Task 2: Configure a branch policy for integration with SonarCloud

In this task, you will configure an Azure DevOps branch policy for integration with SonarCloud.

  1. Switch to the web browser window displaying the eShopOnWeb project in the Azure DevOps portal.
  2. In the vertical menu bar at the far left of the Azure DevOps portal, click Repos and, in the Repos section, click Branches.
  3. On the Branches pane, in the list of branches, hover with the mouse pointer over the right edge of the main branch entry to reveal the vertical ellipsis character designating the More options menu, click it, and, in the popup menu, click Branch policies.
  4. On the main pane, to the right of the Build Validation section, click +.
  5. On the Add build policy pane, in the Build pipeline dropdown list, select the pipeline you created earlier in this lab, in the Display name textbox, type SonarCloud analysis and click Save.

    Note: Azure DevOps is now configured to trigger a SonarCloud analysis when any pull request targeting the main branch is created.

Task 4: Validate pull request integration

In this task, you will validate pull request integration between Azure DevOps and SonarCloud by creating a pull request and reviewing the resulting outcome.

Note: You will make a change to a file in the repository and create a request to trigger SonarCloud analysis.

  1. In the Azure DevOps portal, in the vertical menu bar on the left side, click Repos.
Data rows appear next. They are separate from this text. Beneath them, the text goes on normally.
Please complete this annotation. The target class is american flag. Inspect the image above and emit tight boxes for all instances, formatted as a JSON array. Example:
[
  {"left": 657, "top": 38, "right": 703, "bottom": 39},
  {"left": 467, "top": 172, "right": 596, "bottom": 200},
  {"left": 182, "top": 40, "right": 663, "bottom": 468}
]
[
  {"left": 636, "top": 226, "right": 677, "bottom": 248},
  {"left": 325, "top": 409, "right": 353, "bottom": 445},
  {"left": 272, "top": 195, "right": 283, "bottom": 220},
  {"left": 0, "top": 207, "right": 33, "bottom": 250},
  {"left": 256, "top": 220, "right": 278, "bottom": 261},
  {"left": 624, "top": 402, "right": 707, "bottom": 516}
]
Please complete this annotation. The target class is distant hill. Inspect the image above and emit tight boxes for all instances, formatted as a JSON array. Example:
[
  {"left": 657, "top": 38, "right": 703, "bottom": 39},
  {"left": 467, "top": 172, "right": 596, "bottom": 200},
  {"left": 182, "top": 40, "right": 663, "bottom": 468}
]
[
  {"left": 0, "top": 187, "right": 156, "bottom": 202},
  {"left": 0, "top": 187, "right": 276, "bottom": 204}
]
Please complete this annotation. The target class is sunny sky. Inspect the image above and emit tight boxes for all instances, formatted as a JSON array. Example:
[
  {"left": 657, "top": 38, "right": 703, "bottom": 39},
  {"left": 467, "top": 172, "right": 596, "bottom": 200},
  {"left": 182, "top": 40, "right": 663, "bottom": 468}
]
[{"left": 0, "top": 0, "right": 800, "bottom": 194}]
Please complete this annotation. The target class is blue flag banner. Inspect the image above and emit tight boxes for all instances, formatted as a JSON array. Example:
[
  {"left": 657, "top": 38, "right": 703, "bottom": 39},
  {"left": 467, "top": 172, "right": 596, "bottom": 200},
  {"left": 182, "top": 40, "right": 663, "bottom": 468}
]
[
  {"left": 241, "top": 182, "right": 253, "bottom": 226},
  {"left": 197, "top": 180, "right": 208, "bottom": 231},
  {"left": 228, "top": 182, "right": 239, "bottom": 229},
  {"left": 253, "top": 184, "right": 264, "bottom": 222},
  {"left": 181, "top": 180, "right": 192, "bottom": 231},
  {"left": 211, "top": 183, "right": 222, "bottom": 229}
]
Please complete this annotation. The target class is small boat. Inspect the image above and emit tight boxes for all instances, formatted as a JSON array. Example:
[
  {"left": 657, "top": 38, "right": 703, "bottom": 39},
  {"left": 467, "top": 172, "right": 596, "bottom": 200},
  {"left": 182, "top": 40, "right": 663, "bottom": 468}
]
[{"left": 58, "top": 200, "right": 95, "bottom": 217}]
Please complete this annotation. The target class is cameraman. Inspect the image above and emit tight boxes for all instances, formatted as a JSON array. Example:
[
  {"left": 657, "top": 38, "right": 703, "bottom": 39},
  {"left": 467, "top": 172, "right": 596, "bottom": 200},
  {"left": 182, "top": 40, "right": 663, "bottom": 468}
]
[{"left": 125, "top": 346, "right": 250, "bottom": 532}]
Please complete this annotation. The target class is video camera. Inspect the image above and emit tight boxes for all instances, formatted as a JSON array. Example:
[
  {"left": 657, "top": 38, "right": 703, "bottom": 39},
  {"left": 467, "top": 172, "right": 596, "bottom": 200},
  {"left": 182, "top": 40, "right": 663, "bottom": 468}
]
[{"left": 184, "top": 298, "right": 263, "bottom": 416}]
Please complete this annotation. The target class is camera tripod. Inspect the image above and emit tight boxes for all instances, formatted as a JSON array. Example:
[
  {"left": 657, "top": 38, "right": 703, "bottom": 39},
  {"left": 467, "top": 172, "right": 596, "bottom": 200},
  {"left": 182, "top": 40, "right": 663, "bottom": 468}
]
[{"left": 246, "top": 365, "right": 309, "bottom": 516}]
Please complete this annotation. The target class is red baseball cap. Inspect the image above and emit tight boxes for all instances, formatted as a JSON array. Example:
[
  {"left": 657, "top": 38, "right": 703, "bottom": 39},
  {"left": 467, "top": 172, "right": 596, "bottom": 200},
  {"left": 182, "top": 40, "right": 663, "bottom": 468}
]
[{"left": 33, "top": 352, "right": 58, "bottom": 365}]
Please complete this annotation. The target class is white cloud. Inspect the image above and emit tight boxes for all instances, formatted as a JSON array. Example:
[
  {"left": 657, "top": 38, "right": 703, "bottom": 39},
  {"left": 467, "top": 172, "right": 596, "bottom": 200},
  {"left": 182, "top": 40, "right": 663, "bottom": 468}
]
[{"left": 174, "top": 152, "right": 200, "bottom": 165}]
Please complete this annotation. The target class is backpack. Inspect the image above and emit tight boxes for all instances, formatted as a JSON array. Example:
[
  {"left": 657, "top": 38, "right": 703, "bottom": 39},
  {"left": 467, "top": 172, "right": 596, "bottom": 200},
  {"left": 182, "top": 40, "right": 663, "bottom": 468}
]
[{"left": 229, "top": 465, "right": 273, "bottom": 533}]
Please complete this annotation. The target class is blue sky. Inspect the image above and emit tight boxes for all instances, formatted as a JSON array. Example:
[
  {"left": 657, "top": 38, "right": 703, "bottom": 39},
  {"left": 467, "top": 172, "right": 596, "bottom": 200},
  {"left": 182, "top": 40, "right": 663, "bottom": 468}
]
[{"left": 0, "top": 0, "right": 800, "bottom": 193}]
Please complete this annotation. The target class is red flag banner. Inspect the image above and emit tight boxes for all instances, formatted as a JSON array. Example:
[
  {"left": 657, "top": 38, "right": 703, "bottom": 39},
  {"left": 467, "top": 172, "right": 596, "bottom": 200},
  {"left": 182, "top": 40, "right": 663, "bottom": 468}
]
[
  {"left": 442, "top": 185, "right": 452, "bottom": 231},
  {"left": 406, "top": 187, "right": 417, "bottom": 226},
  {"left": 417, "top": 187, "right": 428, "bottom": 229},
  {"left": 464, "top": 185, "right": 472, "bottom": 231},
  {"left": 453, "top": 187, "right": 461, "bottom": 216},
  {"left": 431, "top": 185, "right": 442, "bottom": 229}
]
This will display the Files pane.
  2. In the central pane, in the folder hierarchy, navigate to the file Program.cs in the src/Web/Services/BasketViewModelService.cs folder and click Edit.
  3. On the BasketViewModelService.cs pane, add the following empty method to the code directly before the last “}”:

     public void Unused(){
    
     }
    
  4. On the Program.cs pane, click Commit.
  5. On the Commit pane, in the Branch name textbox, type branch1, select the Create a pull request checkbox, and click Commit.

    Commit PR

  6. On the New pull request pane, select Create.
  7. On the Overview tab of the Updated Program.cs pane, monitor the progress of the build process to its completion.
  8. The pipeline will be successful, but 1 optional check will fail.
  9. Sonarcloud will also decorate your PR with comments for your recent not recommended practices. You can also review the full report in Sonarcloud for details.
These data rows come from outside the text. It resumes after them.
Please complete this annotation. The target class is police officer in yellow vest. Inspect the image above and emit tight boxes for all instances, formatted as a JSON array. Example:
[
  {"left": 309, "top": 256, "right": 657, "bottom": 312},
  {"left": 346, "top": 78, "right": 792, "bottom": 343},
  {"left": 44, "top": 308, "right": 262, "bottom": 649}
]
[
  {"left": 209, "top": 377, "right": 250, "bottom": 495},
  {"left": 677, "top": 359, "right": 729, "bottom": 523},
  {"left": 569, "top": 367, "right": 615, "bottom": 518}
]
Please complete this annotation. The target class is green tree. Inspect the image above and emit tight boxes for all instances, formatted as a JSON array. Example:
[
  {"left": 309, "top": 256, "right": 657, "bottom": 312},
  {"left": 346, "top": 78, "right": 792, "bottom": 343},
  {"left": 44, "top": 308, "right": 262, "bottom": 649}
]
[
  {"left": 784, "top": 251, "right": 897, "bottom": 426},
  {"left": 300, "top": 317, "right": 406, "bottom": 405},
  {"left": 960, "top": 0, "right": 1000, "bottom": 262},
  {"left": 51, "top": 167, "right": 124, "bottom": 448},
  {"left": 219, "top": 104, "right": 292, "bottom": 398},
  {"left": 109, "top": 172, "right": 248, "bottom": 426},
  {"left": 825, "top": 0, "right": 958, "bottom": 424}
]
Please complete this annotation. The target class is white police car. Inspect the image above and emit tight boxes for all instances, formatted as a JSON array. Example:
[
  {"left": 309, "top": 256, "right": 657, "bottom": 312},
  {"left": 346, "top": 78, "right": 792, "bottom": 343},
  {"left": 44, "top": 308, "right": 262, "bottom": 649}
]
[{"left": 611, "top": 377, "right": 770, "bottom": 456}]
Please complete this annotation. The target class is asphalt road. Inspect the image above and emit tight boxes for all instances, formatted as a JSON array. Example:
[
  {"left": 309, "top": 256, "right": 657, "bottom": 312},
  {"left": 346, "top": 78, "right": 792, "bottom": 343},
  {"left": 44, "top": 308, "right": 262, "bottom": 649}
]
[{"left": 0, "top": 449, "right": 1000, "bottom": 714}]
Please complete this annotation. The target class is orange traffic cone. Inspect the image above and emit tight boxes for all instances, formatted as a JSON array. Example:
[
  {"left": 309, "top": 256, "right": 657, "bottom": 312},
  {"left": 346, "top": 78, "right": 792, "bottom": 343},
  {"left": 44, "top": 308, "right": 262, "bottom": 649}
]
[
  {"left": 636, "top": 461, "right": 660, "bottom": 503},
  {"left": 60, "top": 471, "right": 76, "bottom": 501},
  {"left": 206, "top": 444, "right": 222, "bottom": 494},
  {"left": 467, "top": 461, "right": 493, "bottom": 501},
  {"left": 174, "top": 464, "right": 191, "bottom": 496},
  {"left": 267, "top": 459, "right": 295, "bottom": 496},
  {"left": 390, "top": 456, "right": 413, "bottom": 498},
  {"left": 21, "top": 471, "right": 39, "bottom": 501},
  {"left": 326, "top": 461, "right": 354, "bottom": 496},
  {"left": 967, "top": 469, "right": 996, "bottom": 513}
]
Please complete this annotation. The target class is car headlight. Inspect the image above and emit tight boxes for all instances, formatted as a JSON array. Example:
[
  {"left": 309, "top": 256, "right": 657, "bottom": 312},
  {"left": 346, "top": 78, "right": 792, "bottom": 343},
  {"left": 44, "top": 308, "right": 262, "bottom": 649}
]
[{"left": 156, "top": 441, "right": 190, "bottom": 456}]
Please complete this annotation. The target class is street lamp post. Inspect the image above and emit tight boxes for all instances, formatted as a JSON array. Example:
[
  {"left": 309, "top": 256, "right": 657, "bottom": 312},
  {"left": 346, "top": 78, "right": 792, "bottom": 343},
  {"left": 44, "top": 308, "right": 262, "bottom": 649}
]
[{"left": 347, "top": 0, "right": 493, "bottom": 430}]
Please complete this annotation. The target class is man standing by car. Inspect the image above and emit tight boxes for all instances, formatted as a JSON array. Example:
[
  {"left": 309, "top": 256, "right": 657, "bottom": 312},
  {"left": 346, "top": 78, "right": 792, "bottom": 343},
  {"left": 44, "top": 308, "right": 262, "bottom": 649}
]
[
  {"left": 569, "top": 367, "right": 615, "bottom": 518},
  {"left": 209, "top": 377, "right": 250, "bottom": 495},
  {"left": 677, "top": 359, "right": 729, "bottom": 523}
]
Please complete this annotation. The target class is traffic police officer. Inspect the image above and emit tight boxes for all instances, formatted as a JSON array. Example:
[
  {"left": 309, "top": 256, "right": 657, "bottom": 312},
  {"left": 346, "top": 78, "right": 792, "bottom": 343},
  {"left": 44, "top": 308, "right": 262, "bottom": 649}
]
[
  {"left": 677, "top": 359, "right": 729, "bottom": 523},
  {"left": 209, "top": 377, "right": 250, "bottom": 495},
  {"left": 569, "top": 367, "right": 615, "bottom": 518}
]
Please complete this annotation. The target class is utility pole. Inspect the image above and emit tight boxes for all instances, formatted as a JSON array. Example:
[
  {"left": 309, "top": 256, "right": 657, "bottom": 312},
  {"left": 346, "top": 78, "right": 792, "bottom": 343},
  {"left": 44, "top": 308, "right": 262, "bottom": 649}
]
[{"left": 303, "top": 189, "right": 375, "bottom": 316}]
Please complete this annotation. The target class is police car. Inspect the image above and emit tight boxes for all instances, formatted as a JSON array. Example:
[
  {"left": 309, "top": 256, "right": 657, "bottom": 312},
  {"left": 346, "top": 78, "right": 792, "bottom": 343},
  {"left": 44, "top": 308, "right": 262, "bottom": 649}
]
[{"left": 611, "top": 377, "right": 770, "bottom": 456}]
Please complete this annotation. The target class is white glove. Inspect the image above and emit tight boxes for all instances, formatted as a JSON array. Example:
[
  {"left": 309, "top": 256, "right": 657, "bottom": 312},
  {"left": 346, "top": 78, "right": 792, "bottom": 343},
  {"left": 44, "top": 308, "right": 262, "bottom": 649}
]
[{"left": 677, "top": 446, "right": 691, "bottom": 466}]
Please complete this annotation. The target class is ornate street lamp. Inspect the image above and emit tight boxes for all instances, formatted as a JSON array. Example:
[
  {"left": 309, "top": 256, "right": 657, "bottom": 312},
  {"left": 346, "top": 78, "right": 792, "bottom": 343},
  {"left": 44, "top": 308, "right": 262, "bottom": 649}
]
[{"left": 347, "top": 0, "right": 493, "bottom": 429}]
    PR quality gate failed Sonarcloud decorator

Task 4: Block pull requests in response to failing Code Quality checks

In this task, you will configure blocking of pull requests in response to failing Code Quality checks.

Note: At this point, it is still possible to complete the pull request and commit the corresponding changes even though Code Quality checks fail. You will modify Azure DevOps configuration to block the commit unless the relevant Code Quality checks pass.

  1. In the Azure DevOps portal,in the lower left corner, click Project Settings.
  2. In the Project Settings vertical menu, in the Repos section, click Repositories.
  3. On the All repositories pane, click eShopOnWeb.
  4. On the eShopOnWeb pane, click the Policies tab header.
  5. On the listing of Policies scroll down to the listing of branches and click the entry representing the main branch.
  6. On the main pane, scroll down to the Status Checks section and click +.
  7. On the Add status policy pane, in the Status to check dropdown list, select the SonarCloud/quality gate entry, ensure that the Policy requirement option is set to Required, and click Save

    Note: At this point, users will not be able to merge pull request until the Code Quality check is successful. This, in turn, requires that all issues identified by SonarCloud have been either fixed or marked as confirmed or resolved in the corresponding SonarCloud project.

Review

In this lab, you learned how to integrate Azure DevOps Services with SonarCloud.